Study of the interfacial viscoelasticity of human serum albumin microcapsules using a viscoelasto-electrohydrodynamic technique.

Abstract

Crosslinked proteins are widely used as the encapsulating membranes in microcapsules for many biomedical and food industries. The interfacial rheological properties of these capsules are due to the complex microstructure of cross-linked globular proteins owing to structural changes at quaternary, tertiary and secondary levels. These changes in structure can be induced by high protein concentration, hydrophobic-hydrophillic interfaces, and pH. In this work, the interfacial viscoelastic rheological properties of human serum albumin (HSA) microcapsules are estimated using a novel electrodeformation technique exhibiting creep and oscillatory responses.
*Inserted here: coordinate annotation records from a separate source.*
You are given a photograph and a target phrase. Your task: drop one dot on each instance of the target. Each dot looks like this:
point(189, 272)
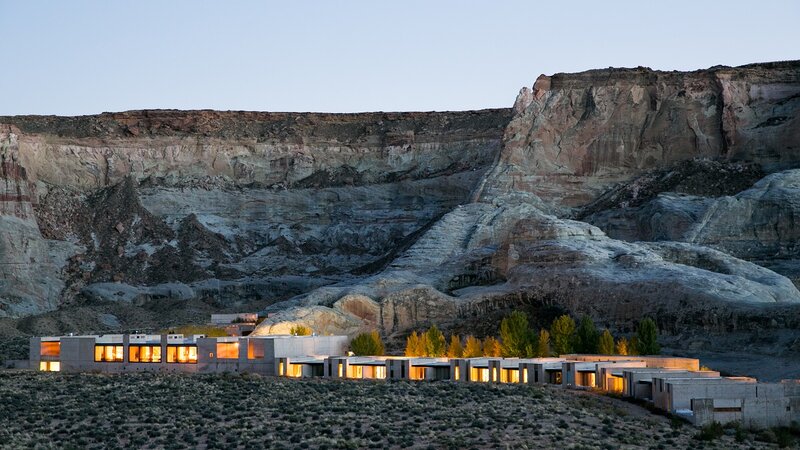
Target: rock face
point(646, 155)
point(574, 135)
point(29, 265)
point(758, 224)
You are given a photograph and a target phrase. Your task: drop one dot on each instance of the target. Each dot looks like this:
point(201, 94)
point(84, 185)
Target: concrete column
point(126, 343)
point(494, 370)
point(34, 352)
point(163, 365)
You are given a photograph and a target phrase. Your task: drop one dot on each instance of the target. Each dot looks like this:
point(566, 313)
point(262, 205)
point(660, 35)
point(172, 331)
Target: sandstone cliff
point(597, 144)
point(616, 193)
point(232, 208)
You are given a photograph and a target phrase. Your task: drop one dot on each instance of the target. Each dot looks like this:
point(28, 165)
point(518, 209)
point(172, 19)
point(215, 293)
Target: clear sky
point(84, 57)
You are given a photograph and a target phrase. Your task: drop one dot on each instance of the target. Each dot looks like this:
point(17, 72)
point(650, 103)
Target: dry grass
point(231, 411)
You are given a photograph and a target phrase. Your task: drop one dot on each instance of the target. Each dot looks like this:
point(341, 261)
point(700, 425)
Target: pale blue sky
point(84, 57)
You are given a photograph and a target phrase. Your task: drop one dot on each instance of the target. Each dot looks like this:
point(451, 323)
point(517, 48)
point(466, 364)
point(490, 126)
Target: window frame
point(104, 346)
point(175, 359)
point(131, 347)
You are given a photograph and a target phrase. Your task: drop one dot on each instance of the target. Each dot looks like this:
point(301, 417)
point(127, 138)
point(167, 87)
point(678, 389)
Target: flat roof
point(307, 360)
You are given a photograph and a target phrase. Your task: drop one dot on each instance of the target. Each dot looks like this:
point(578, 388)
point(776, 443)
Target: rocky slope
point(616, 193)
point(603, 144)
point(233, 208)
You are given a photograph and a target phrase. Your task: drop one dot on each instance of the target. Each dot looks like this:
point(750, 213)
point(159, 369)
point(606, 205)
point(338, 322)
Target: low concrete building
point(638, 383)
point(673, 394)
point(653, 361)
point(388, 367)
point(239, 324)
point(177, 353)
point(774, 404)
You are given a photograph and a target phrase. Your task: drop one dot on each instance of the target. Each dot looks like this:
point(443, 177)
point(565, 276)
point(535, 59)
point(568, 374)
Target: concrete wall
point(773, 405)
point(637, 383)
point(677, 394)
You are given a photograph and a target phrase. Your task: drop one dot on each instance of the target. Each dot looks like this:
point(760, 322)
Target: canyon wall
point(574, 135)
point(235, 208)
point(618, 193)
point(597, 144)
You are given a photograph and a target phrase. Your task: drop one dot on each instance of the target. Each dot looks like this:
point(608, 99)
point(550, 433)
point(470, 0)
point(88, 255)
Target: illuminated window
point(108, 353)
point(295, 370)
point(416, 373)
point(254, 351)
point(355, 372)
point(182, 354)
point(50, 366)
point(50, 349)
point(227, 350)
point(144, 353)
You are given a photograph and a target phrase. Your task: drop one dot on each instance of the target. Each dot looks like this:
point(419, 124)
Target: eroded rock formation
point(616, 193)
point(233, 208)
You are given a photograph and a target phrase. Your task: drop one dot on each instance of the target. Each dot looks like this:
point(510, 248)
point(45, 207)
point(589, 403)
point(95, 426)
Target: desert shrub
point(300, 330)
point(14, 348)
point(367, 344)
point(783, 437)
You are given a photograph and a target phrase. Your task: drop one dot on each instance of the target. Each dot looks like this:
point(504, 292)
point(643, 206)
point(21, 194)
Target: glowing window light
point(227, 350)
point(144, 353)
point(182, 354)
point(49, 366)
point(50, 349)
point(108, 353)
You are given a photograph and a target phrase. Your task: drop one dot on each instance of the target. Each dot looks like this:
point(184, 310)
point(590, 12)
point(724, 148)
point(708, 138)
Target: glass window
point(227, 350)
point(144, 353)
point(50, 349)
point(182, 354)
point(108, 353)
point(49, 366)
point(255, 351)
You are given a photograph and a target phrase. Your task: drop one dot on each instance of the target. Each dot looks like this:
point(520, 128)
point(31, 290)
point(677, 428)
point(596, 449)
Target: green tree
point(414, 345)
point(454, 349)
point(367, 344)
point(622, 347)
point(605, 345)
point(491, 347)
point(514, 334)
point(435, 344)
point(543, 344)
point(647, 334)
point(472, 347)
point(300, 330)
point(586, 336)
point(562, 334)
point(633, 346)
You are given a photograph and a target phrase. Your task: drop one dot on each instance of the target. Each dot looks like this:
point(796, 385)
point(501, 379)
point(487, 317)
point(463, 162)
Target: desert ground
point(46, 410)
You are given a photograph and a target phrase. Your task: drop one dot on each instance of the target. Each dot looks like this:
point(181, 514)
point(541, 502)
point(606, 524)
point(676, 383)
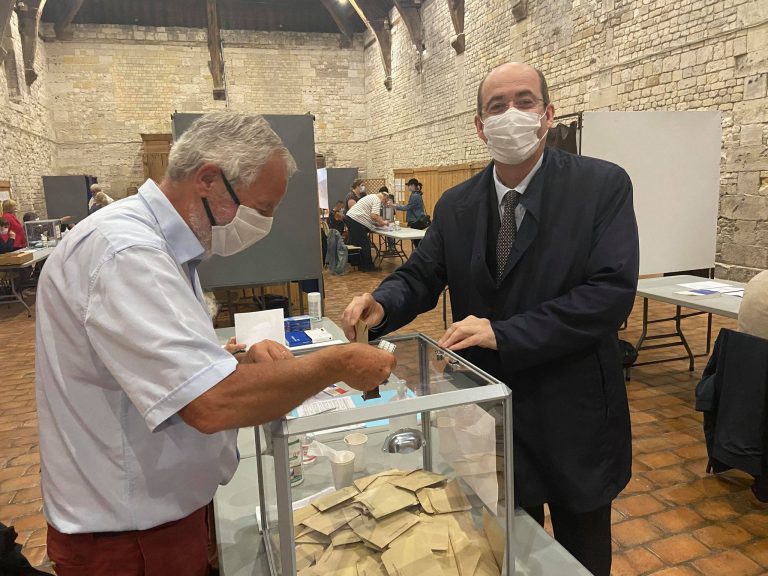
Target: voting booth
point(412, 480)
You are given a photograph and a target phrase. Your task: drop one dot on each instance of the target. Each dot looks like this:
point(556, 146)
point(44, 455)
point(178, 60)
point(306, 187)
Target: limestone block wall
point(112, 83)
point(597, 55)
point(27, 144)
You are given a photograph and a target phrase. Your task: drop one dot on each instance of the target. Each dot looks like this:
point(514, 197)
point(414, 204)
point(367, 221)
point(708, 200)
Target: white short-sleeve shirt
point(124, 342)
point(362, 211)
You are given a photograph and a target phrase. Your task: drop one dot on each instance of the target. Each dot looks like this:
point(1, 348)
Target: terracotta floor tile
point(667, 435)
point(640, 505)
point(757, 551)
point(634, 532)
point(641, 560)
point(716, 510)
point(677, 520)
point(678, 549)
point(730, 563)
point(723, 536)
point(755, 523)
point(677, 571)
point(659, 459)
Insights into the microstructure-rheology relationship are obtained using FTIR and SEM studies. The results show a complex dependence of the interfacial properties on the size, concentration and pH of the capsules. An interplay of inter-molecular interactions, adsorption and multilayer formation, accessibility to reactive functional groups, and dependence on the relative content of alpha helix, beta sheet and beta turn is observed. The interfacial rheological properties are estimated using the Burger model and creep is found to sensitively affect the rheological properties due to irreversible changes in microstructure. Furthermore, the electrodeformation technique allows analysis of interfacial rheology at high frequencies, 10 Hz to 1 kHz, which is otherwise not easily possible with conventional rheometers.